Contractors can conduct a myriad of pay analyses, from comparing base pay and start rates to merit increases and total compensation, Lakis said. “If you did every single one, you would never be finished,” he said.

Instead, contractors should undertake the analyses that make the most sense for their organizations, he said. “Ask yourself this question: Where is the risk greatest in terms of magnitude and probability of pay discrimination?” he said.

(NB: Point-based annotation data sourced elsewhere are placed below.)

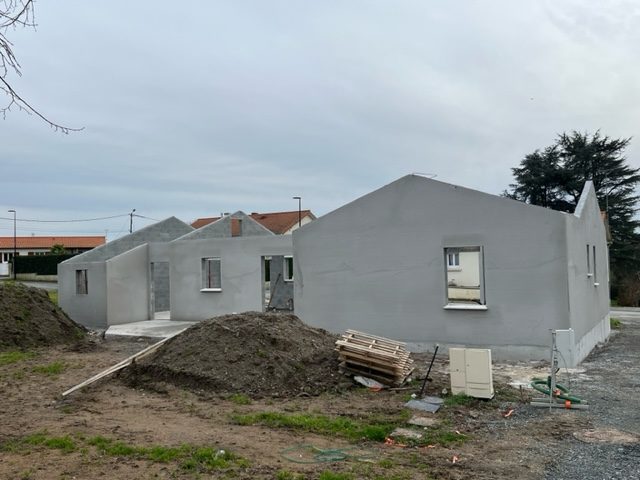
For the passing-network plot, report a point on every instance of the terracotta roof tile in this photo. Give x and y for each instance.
(48, 242)
(277, 222)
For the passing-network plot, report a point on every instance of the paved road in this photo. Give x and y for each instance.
(611, 384)
(45, 285)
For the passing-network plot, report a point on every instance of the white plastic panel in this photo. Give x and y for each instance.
(471, 372)
(457, 369)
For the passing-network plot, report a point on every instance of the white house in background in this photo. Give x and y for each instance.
(280, 223)
(40, 245)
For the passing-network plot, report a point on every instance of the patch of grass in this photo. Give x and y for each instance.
(286, 475)
(345, 427)
(14, 356)
(459, 399)
(240, 399)
(397, 476)
(54, 368)
(65, 443)
(328, 475)
(191, 458)
(27, 474)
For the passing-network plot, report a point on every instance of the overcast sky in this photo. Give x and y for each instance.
(195, 108)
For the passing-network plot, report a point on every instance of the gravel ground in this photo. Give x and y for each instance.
(610, 382)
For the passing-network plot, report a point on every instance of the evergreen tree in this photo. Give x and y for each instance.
(555, 177)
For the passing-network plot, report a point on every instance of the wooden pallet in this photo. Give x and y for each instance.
(375, 357)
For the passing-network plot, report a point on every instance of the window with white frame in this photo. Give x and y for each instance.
(465, 277)
(288, 268)
(211, 279)
(81, 282)
(453, 261)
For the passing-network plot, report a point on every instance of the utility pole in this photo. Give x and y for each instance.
(299, 210)
(131, 221)
(15, 249)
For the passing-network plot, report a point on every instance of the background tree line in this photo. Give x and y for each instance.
(554, 177)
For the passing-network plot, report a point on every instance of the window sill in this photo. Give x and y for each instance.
(464, 306)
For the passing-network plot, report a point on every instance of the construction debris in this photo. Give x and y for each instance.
(379, 358)
(428, 404)
(119, 366)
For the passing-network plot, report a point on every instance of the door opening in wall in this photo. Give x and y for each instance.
(277, 283)
(159, 291)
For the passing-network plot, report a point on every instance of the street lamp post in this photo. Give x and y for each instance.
(15, 249)
(299, 210)
(131, 221)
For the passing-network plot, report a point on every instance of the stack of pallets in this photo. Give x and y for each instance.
(382, 359)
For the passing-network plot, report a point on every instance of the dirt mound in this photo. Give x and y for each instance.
(258, 354)
(29, 319)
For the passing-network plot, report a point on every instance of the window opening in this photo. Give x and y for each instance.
(464, 276)
(81, 282)
(211, 279)
(288, 268)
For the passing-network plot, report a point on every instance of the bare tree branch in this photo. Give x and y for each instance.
(13, 14)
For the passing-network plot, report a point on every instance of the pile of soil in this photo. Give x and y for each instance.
(28, 318)
(257, 354)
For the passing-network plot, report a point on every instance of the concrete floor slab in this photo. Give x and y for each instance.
(150, 328)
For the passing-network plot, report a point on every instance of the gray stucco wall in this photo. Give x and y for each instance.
(377, 265)
(89, 310)
(163, 231)
(589, 303)
(241, 273)
(128, 287)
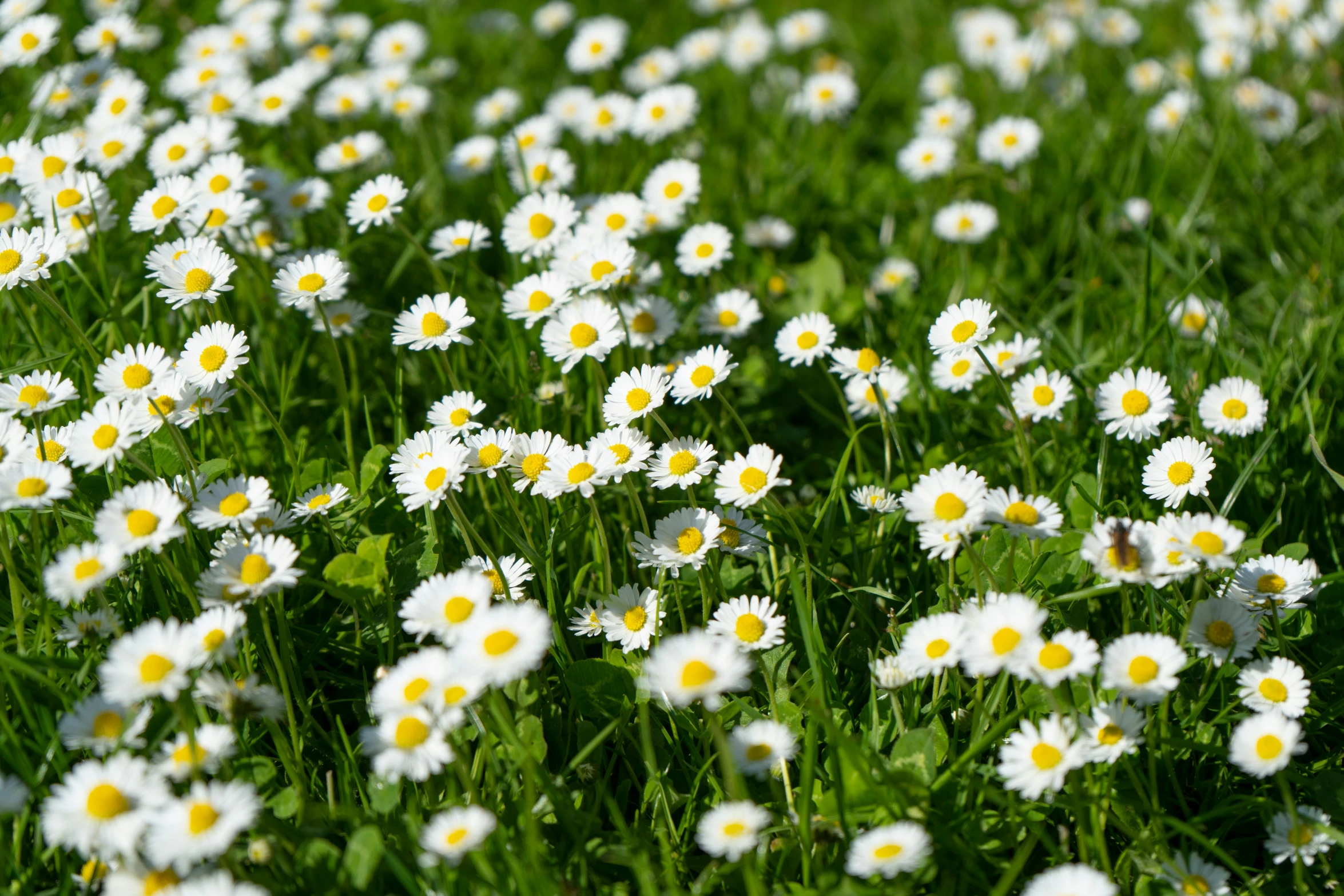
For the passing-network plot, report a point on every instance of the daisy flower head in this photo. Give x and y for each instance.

Giarratani of Norton Rose Fulbright added that there are a number of factors that can explain pay differences, such as education and experience. However, many contractors don’t collect or record those factors in their electronic employment databases. “It’s time to start thinking about collecting that data moving forward,” she said.

Silberman suggested that contractors take a “funnel approach” to the analysis by first identifying which employee groups have pay disparities and then explaining those differences with “readily available factors,” such as dates of hire and dates in a particular position.

Contractors should then explain any remaining differences with factors that have to be manually gathered and coded from personnel files, such as prior work experience and education.

If pay differences still exist, contractors next should consider planning on making pay adjustments incrementally, he said.

Silberman also recommended that contractors conduct the analyses under attorney-client privilege to protect them from disclosure during litigation.